Piensa, mientras se hamaca tratando de no arrastrar los
pies.
La plaza está
distinta, es más chica, más allá de que siempre el tiempo con su paso y su
propio paso, sus años, reducen los tamaños.
La plaza es más
chica, tiene menos juegos; sobreviven estas hamacas, pero no cree que sean las
mismas, aunque su mal estado parece afirmar lo contrario.
Piensa.
Está
triste.
Es una mina
triste hamacándose en una plaza desierta, cuando el día apenas está naciendo,
sin que nadie la vea.
No la ve nadie.
Es muy temprano
y piensa.
Se piensa.
Se encara a sí
misma con cierto enojo diluido y la tristeza vieja que lo va ahogando todo.
-¡Cómo tiré la
vida! - se dice, arrastrando los pies, que no quiere arrastrar, en la arena
sucia mezclada con conchillas -.
-¡Cómo tiré mi
vida! ¿Cómo tiré mi vida?
No lo sabe o lo
sabe sin poder asumirlo.

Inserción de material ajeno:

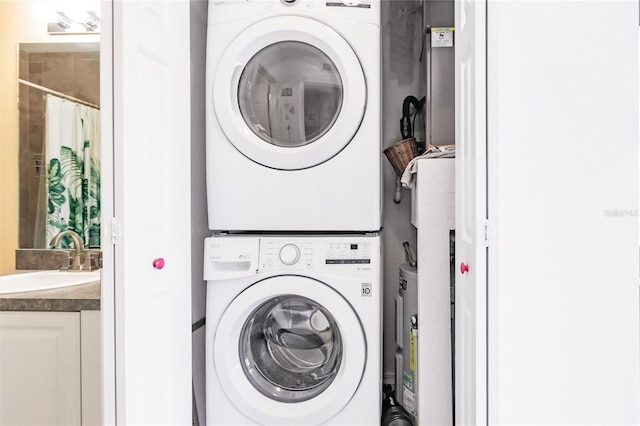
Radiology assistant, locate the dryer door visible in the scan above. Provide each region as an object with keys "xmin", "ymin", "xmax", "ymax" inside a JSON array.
[
  {"xmin": 213, "ymin": 275, "xmax": 366, "ymax": 425},
  {"xmin": 213, "ymin": 16, "xmax": 367, "ymax": 170}
]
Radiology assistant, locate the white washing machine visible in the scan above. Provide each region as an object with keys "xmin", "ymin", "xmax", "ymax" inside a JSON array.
[
  {"xmin": 204, "ymin": 234, "xmax": 382, "ymax": 425},
  {"xmin": 206, "ymin": 0, "xmax": 381, "ymax": 232}
]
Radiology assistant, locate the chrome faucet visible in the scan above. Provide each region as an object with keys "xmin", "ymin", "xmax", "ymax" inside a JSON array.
[{"xmin": 50, "ymin": 230, "xmax": 85, "ymax": 270}]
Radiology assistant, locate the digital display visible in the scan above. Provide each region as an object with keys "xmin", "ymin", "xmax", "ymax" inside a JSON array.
[{"xmin": 326, "ymin": 241, "xmax": 370, "ymax": 265}]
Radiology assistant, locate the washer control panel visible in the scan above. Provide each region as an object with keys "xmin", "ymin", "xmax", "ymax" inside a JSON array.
[
  {"xmin": 325, "ymin": 242, "xmax": 371, "ymax": 264},
  {"xmin": 206, "ymin": 234, "xmax": 380, "ymax": 278},
  {"xmin": 260, "ymin": 237, "xmax": 374, "ymax": 271},
  {"xmin": 279, "ymin": 244, "xmax": 301, "ymax": 265},
  {"xmin": 262, "ymin": 239, "xmax": 315, "ymax": 270}
]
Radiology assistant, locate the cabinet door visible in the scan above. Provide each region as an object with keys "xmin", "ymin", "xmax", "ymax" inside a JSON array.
[
  {"xmin": 0, "ymin": 312, "xmax": 81, "ymax": 426},
  {"xmin": 81, "ymin": 310, "xmax": 102, "ymax": 426}
]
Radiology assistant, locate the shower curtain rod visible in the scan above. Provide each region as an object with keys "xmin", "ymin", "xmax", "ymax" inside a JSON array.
[{"xmin": 19, "ymin": 79, "xmax": 100, "ymax": 110}]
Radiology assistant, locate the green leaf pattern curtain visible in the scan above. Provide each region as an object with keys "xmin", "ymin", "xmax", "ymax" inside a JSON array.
[{"xmin": 45, "ymin": 95, "xmax": 100, "ymax": 248}]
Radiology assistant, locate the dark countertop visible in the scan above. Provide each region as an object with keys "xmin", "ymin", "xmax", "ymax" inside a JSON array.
[{"xmin": 0, "ymin": 280, "xmax": 101, "ymax": 312}]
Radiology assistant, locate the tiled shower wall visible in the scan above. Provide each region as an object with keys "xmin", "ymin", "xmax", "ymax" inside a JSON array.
[{"xmin": 18, "ymin": 49, "xmax": 100, "ymax": 248}]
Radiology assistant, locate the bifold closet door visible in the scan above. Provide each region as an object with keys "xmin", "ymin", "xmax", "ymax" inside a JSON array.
[
  {"xmin": 102, "ymin": 1, "xmax": 193, "ymax": 424},
  {"xmin": 454, "ymin": 0, "xmax": 488, "ymax": 424},
  {"xmin": 485, "ymin": 1, "xmax": 639, "ymax": 424}
]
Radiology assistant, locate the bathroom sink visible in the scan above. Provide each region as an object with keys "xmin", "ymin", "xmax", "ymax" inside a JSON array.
[{"xmin": 0, "ymin": 270, "xmax": 101, "ymax": 294}]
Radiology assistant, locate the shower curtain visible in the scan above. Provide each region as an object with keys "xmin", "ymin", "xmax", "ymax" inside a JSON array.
[{"xmin": 45, "ymin": 95, "xmax": 101, "ymax": 248}]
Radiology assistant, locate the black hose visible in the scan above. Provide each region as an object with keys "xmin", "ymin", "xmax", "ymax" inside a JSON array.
[
  {"xmin": 400, "ymin": 96, "xmax": 426, "ymax": 139},
  {"xmin": 381, "ymin": 384, "xmax": 414, "ymax": 426}
]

No sabe en qué
momento eligió el camino equivocado o no decidió y la vida se le empezó a ir de
las manos y se puso a caminar por donde no llegaría a lo soñado, a lo pensado,
a lo que incluso entonces intuía que no iba a lograr y, sin embargo, soñaba
cada día con más ganas.
El reloj
biológico, la maternidad, no eran más que palabras, en esa época, no llegaban a
ser preocupaciones. No lo fueron nunca. No encontrar o no saber buscar a
alguien con quien compartir las cosas, los momentos comunes, la vida pequeña
pero importante, siempre fue el problema.
Tampoco sabe
cuándo debió haber buscado ayuda por otro lado y no se dio cuenta; pero tiene
una vaga idea, una idea vaga que treinta años después no sirve para nada. Sabe
muchas cosas, muchas razones de su desperdicio y, también sabe, que ninguna
sirve para justificar nada, mucho menos frente a sí misma.
Es una mujer
vacía en extraño vaivén, en unas hamacas viejas, en un parque desierto, sin que
nadie la vea o, por lo menos, sin que ella lo perciba.
Una mujer sola
que no le encuentra sentido a las cosas, sin darse cuenta de que nada tiene
sentido o, que si lo tiene, ya no vale la pena encontrarlo y mucho menos
buscarlo.
Es una mujer,
piensa, que no le importa a nadie. Realmente lo cree y arrastra los pies
mientras se hamaca con la mirada perdida a lo lejos, muy lejos, con esa mirada
que no se enfoca, que no hace centro en ningún punto, ni atrás ni
adelante.
Una mujer sin
hombre, pasado o presente, que se da cuenta de que nada va a cambiar, segura de
haber desperdiciado sus años, de no haber aprovechado las pocas oportunidades
por no tener la lucidez suficiente o el arrojo necesario; sabiendo que ese
arrojo no hubiera sido tal, sino apenas el no quedarse en la duda y dar el paso
que cualquiera hubiera dado, que poca gente deja de dar.
Es, además, una
mina rara que nunca arranca a llorar, aunque se imagina que llorar podría
sacarle de encima parte de la mierda que lleva en su cabeza. Una mina que
quisiera llorar, que tiene ganas de llorar y no puede.
Está harta de
pensar y no puede dejar de hacerlo, entonces piensa en morir pero no lo quiere
pensar. ¡Morir…, dormir! ¡Dormir!… ¡Tal
vez soñar! ¡Ya no quiere soñar!
Clava los pies
en la arena y se baja. Mira el tobogán en la otra esquina de la plaza y encara
para el otro lado.
Más allá, la
avenida y el camino a casa.
Ya de vuelta, la casa destemplada, como lo fue la noche, le confirmará esa idea que
siempre le da vueltas: Una casa sin gente siempre es fría.